- ETC/USD is locked in a tight range as the market has slowed down.
- A strong move above $7.00 will help to mitigate the initial bearish pressure.
Ethereum Classic, the 18th largest digital asset with the current market value of $783 million, has lost over 2% in recent 24 hours and nearly 4% since the beginning of Tuesday to trade at $6.95 at the time of writing. ETC/USD was one of the growth leaders on Monday; however, currently, the coin is moving in sync with the market. Since the beginning of the day, ETC/USD has been range-bound with bearish bias after a failed attempt to settle above critical $7.00.
ETC/USD: Technical picture
On the intraday charts, ETC/USD has been moving sideways with a bearish bias. The price movements are limited by the next critical resistance created by $7.00 and the lower boundary of the short-term channel at $6.60, reinforced by the lower line of 1-hour Bollinger Band. A sustainable move outside this channel will help to create a directional momentum, Thus, a breakthrough above $7.00 has the potential to take the price towards $7.40 (SMA100 daily, SMA100 1-hour) and psychological $8.0 with SMA200 1-hour on approach.

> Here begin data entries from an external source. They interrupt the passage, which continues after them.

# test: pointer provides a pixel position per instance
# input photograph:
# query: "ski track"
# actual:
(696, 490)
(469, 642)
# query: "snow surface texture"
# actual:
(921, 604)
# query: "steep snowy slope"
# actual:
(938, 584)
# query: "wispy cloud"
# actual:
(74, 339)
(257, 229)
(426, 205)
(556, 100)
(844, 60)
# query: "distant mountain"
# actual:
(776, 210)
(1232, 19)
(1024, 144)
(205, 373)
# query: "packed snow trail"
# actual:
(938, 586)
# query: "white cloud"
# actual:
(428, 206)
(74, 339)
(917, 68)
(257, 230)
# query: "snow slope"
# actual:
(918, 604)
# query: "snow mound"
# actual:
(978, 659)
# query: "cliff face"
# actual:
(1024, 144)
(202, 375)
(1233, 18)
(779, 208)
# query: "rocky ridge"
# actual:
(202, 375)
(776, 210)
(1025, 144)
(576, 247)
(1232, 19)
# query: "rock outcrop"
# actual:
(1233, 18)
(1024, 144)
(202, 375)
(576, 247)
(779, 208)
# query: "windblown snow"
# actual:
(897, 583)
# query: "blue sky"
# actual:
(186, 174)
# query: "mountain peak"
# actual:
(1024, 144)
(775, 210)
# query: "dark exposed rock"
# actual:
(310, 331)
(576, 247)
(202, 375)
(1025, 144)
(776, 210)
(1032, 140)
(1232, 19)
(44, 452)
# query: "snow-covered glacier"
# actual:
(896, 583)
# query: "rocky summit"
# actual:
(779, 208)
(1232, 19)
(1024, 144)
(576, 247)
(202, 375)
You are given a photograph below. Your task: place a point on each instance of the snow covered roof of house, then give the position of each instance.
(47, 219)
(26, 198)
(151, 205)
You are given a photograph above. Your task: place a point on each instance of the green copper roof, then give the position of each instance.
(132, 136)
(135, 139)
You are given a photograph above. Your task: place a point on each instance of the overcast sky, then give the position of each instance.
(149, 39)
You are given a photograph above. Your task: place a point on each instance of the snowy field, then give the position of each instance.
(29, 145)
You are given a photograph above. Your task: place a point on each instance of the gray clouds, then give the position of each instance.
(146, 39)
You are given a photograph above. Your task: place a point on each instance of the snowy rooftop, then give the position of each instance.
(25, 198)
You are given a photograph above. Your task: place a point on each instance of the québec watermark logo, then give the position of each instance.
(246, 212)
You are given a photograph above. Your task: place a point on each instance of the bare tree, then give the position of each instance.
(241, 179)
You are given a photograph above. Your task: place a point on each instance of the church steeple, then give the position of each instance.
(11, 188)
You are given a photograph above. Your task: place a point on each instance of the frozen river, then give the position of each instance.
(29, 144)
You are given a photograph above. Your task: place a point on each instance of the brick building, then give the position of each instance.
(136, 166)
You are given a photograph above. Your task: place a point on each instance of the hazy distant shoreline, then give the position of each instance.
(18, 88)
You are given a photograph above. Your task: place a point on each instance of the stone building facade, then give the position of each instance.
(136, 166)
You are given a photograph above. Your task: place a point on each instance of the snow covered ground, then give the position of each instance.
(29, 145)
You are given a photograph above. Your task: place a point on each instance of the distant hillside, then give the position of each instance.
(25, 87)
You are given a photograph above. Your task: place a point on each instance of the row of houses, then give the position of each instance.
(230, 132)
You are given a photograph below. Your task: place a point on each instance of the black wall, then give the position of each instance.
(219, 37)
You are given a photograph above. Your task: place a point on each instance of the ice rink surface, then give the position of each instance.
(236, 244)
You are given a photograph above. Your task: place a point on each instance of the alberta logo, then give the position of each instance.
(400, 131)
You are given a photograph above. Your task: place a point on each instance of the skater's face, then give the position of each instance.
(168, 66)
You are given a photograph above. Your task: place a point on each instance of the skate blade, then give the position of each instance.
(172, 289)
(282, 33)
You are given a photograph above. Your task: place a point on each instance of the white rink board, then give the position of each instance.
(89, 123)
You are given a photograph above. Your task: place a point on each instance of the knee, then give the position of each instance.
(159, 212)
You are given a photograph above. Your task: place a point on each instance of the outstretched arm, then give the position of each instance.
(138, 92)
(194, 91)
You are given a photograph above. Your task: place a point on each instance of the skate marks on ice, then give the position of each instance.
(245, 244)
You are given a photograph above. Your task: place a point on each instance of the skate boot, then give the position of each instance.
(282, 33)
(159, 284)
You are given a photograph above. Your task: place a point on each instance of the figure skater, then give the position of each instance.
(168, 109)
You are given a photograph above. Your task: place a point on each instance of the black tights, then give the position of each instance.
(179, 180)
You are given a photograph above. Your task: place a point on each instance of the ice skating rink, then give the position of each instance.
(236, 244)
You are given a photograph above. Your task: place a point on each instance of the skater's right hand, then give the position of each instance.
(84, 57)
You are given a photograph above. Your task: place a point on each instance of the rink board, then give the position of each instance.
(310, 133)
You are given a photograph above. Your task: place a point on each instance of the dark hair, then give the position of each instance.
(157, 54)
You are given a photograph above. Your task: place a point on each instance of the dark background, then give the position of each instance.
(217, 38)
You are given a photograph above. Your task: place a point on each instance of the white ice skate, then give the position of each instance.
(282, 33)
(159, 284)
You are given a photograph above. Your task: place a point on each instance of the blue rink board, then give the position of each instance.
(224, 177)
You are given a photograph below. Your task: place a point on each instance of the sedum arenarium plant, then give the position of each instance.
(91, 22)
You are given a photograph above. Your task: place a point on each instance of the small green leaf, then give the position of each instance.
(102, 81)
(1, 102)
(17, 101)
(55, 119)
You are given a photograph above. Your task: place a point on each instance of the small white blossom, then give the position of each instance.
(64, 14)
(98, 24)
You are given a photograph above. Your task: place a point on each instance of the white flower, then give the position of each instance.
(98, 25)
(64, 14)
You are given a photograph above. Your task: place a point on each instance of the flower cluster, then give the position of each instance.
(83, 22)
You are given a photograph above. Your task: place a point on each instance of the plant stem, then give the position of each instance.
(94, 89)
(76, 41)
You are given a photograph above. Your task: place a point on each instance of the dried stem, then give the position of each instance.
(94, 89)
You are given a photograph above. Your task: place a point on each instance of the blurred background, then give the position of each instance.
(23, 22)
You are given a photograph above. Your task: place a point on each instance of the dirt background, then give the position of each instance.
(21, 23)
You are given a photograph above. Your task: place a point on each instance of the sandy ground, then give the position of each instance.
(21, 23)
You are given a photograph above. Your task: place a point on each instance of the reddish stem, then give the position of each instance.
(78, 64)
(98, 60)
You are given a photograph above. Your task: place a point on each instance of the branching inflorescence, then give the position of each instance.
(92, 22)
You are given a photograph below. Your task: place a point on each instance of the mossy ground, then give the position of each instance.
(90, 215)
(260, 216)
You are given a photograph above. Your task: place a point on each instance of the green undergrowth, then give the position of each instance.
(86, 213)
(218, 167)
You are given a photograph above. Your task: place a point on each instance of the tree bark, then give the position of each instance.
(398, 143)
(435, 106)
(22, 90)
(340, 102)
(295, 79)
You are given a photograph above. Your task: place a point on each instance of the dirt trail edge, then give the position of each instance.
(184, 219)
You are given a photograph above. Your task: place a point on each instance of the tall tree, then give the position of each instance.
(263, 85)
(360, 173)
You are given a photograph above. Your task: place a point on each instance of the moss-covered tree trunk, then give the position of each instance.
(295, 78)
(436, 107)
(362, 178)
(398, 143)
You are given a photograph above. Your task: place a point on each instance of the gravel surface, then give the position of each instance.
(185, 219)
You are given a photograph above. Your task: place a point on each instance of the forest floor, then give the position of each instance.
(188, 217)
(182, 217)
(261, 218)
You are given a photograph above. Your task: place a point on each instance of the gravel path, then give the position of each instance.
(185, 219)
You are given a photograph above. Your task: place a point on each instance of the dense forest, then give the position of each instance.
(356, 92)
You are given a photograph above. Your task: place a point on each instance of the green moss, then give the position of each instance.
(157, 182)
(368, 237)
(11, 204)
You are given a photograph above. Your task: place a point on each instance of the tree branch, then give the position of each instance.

On the downside, strong support is created by Sunday’s low of $6.28. It is closely followed by a combination of SMA200 daily and the lower line of the daily Bollinger Band at $6.25. This area limited the sell-off on the weekend and thus it should serve as strong support in case of a new sell-off. If it is broken, the price will continue to move lower towards psychological $6.00 and $5.30, which is the upper boundary of the previous consolidation channel.